Politically, I call it rape whenever a woman has sex and feels violated. You might think that's too broad. I'm not talking about sending all of you men to jail for that. ["A rally against rape" Feminism Unmodified]

Note that it is a woman's feelings or will, rather than any clearly defined act, which defines rape, thereby giving women the ultimate power and control in a relationship and that MacKinnon seeks to downplay the idea that all men would suffer criminal sanctions.

Here's another example:

I claim that rape exists any time sexual intercourse occurs when it has not been initiated by the woman, out of her own genuine affection and desire. [Robin Morgan 1974]

Rape here is redefined in terms of female agency; what matters is not a lack of consent but that what happens is a product of female, not male, desire.

Most women, it should be said, do not follow feminists in rejecting marriage in principle. It's common, though, for women to think of their 20s as being "sexually liberated" and then to finally orient themselves toward marriage in their 30s. This means that they seek different qualities in men, or perhaps even different kinds of men, at different times of their life.

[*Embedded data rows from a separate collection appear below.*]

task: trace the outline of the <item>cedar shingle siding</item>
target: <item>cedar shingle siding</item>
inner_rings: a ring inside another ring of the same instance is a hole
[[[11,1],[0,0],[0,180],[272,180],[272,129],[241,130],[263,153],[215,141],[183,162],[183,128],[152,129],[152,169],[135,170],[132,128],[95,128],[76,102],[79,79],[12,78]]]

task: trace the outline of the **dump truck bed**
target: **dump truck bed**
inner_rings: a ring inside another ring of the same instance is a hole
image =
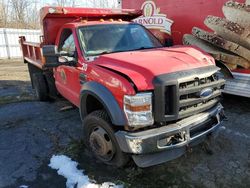
[[[42,55],[43,45],[55,45],[60,28],[67,23],[83,20],[95,21],[100,19],[122,19],[130,21],[142,12],[134,9],[99,9],[99,8],[72,8],[72,7],[44,7],[40,11],[42,33],[41,42],[27,42],[20,37],[23,58],[26,62],[44,69],[45,60]]]

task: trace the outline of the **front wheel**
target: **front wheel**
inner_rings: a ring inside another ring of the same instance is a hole
[[[83,121],[86,147],[103,163],[123,167],[129,157],[123,153],[114,136],[108,114],[104,110],[90,113]]]

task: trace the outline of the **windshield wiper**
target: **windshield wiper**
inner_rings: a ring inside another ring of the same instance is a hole
[[[132,50],[130,50],[130,51],[147,50],[147,49],[152,49],[152,48],[156,48],[156,47],[144,47],[144,46],[142,46],[142,47],[140,47],[140,48],[132,49]]]

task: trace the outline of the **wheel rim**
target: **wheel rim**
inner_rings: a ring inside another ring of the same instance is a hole
[[[89,143],[92,151],[102,161],[110,161],[114,156],[114,147],[108,133],[102,127],[95,127],[90,133]]]

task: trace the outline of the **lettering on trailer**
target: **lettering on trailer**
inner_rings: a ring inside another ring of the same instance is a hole
[[[141,9],[143,15],[134,19],[135,23],[144,25],[148,29],[158,29],[163,33],[171,35],[173,20],[167,18],[166,14],[160,13],[160,8],[156,8],[155,2],[145,1]]]

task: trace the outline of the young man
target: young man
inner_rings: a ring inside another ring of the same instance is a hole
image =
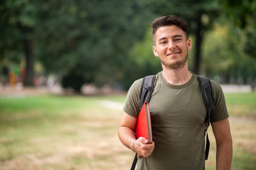
[[[136,139],[135,132],[142,78],[129,90],[118,136],[125,146],[142,156],[138,170],[204,170],[206,109],[197,77],[188,70],[188,51],[192,46],[189,27],[175,15],[157,18],[152,27],[153,51],[163,68],[156,75],[149,102],[153,142]],[[228,170],[232,154],[229,115],[220,86],[211,82],[217,170]]]

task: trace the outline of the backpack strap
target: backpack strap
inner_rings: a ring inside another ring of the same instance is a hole
[[[146,76],[143,78],[141,87],[141,95],[139,101],[139,110],[141,109],[144,102],[148,102],[154,89],[154,83],[155,75]]]
[[[206,133],[206,145],[205,146],[205,160],[208,158],[209,150],[210,148],[210,141],[208,138],[208,134],[207,130],[210,126],[211,121],[211,112],[214,109],[214,104],[212,98],[211,93],[211,83],[210,79],[203,76],[197,75],[200,88],[202,92],[203,98],[205,104],[207,109],[206,118],[205,118],[205,126],[204,129]]]
[[[141,85],[141,95],[140,96],[139,101],[139,110],[141,109],[144,102],[148,102],[151,98],[153,90],[154,89],[154,83],[155,80],[155,75],[147,76],[143,78],[143,81]],[[137,153],[135,155],[133,162],[131,168],[131,170],[134,170],[137,163],[138,158]]]

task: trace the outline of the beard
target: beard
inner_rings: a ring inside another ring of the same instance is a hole
[[[178,70],[183,68],[186,65],[188,59],[188,51],[187,51],[186,54],[184,57],[175,63],[168,63],[168,62],[163,61],[160,57],[159,59],[162,64],[164,65],[167,69]]]

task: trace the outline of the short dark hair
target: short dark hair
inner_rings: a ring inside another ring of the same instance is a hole
[[[189,39],[189,26],[180,17],[176,15],[168,15],[156,18],[151,23],[153,43],[155,45],[155,33],[162,26],[175,25],[180,27],[185,32],[186,40]]]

Consider this online advice to men about what women look for:

Forget about the theory that women like bad boys. While this may be the case with some women in their twenties, most mature women have had their fill of bad boys. Monroe women and any other women are now looking for a nice, kind, caring and thoughtful man.

This switching of preferences in a woman's 30s won't always work. It means that when men are in their youthful prime (ages 15 to 35), they will be asked to adapt to women who aren't oriented to marriage and who are looking for casual relationships with bad boys. By the time women are ready to switch it will often be too late. Many men will have grown out of their instinct to be husbands and fathers and some might harbour resentments towards women. Women who have spent a decade or more pursuing the drama of casual relationships might find it difficult to settle into a more predictable pattern of married life.

And it represents too a waste; the person we are supposed to have the most significant connection to, our spouse, will not be the person we share our youthful passions with.

Should we then return to the situation of the 1980s in which culture was oriented more strongly to romantic love? No doubt this was a more spiritualised and less crude culture of relationships, but it was inadequate in its own way. What kind of wisdom or foresight does a man require for romantic love? What kind of concern will he have in his relationships for his family, his community or his tradition? None. He can be a fool for love.

There's an English film, Love Actually, which even celebrates this aspect of a romantic culture. It portrays couples who fall romantically in love in ways which dissolve all other considerations. The Prime Minister falls in love with the tea lady. An English writer falls in love with, and commits his life to, a Portuguese woman he cannot speak to. One couple fall in love whilst acting in a pornographic film.

The evidence seems to be that it's difficult to integrate the romantic and sexual lives of men and women outside a culture that has a serious orientation to family. Feminists thought that they could control the outcomes of the sexual revolution in favour of female agency, but many seem to be angrier than ever about a culture of relationships that they themselves largely instigated.